# EDA 
* **Approach** 
    * EDA (Exploratory Data Analysis)
    * These questions and related questions are dealt with in this section. 
    * This section answers these questions and provides the necessary frame of reference for EDA assumptions, principles, and techniques.
    * Exploratory Data Analysis (EDA) is an approach/philosophy for data analysis that employs a variety of techniques (mostly graphical) to
 
        * Maximize insight into a data set;
        * Uncover underlying structure;
        * Extract important variables;
        * Detect outliers and anomalies;
        * Test underlying assumptions;
        * Develop parsimonious models; and
        * Determine optimal factor settings.
* **Focus:**
    * The EDA approach is precisely that--an approach--not a set of techniques, but an attitude/philosophy about how a data analysis should be carried out.
* **Philosophy**	
    * EDA is not identical to statistical graphics although the two terms are used almost interchangeably.
    * Statistical graphics(Hist,Scatter,line) is a collection of techniques--all graphically based and all focusing on one data characterization aspect.
    * EDA encompasses a larger venue; EDA is an approach to data analysis that postpones the usual assumptions about what kind of model the data follow with the more direct approach of allowing the data itself to reveal its underlying structure and model.
    * EDA is not a mere collection of techniques; EDA is a philosophy as to how we dissect a data set; what we look for; how we look; and how we interpret.
    * It is true that EDA heavily uses the collection of techniques that we call "statistical graphics", but it is not identical to statistical graphics per se.
* **Techniques**
    * Most EDA techniques are graphical in nature with a few **quantitative techniques**(Linear programming,Probability decision theory,Game theory,Queuing theory,Simulation,Network techniques).
    *  The reason for the heavy reliance on graphics is that by its very nature the main role of EDA is to open-mindedly explore, and graphics gives the analysts unparalleled power to do so, enticing the data to reveal its structural secrets, and being always ready to gain some new, often unsuspected, insight into the data.
    *  In combination with the natural pattern-recognition capabilities that we all possess, graphics provides, of course, unparalleled power to carry this out.
    *  The particular graphical techniques employed in EDA are often quite simple, consisting of various techniques of:
        *  Plotting the raw data (such as data traces, histograms, bihistograms, probability plots, lag plots, block plots, and Youden plots.
        *  Plotting simple statistics such as mean plots, standard deviation plots, box plots, and main effects plots of the raw data.
        *  Positioning such plots so as to maximize our natural pattern-recognition abilities, such as using multiple plots per page.
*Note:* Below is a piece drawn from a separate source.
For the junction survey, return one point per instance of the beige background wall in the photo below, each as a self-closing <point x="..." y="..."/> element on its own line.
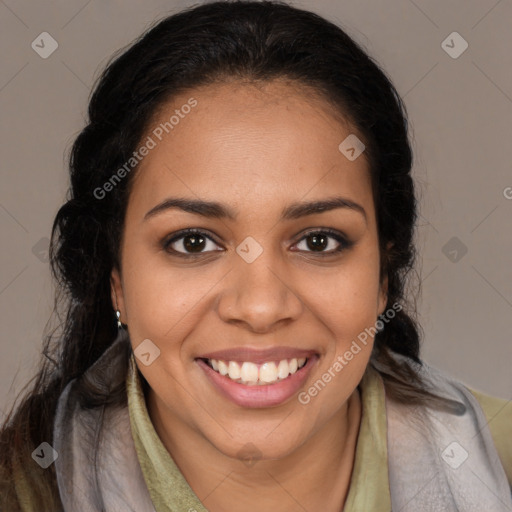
<point x="460" y="113"/>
- What is exploratory data analysis? 
- How did it begin? 
- How and where did it originate? 
- How is it differentiated from other data analysis approaches, such as classical and Bayesian? 
- Is EDA the same as statistical graphics? 
- What role does statistical graphics play in EDA? 
- Is statistical graphics identical to EDA?

## How Does Exploratory Data Analysis differ from Classical Data Analysis?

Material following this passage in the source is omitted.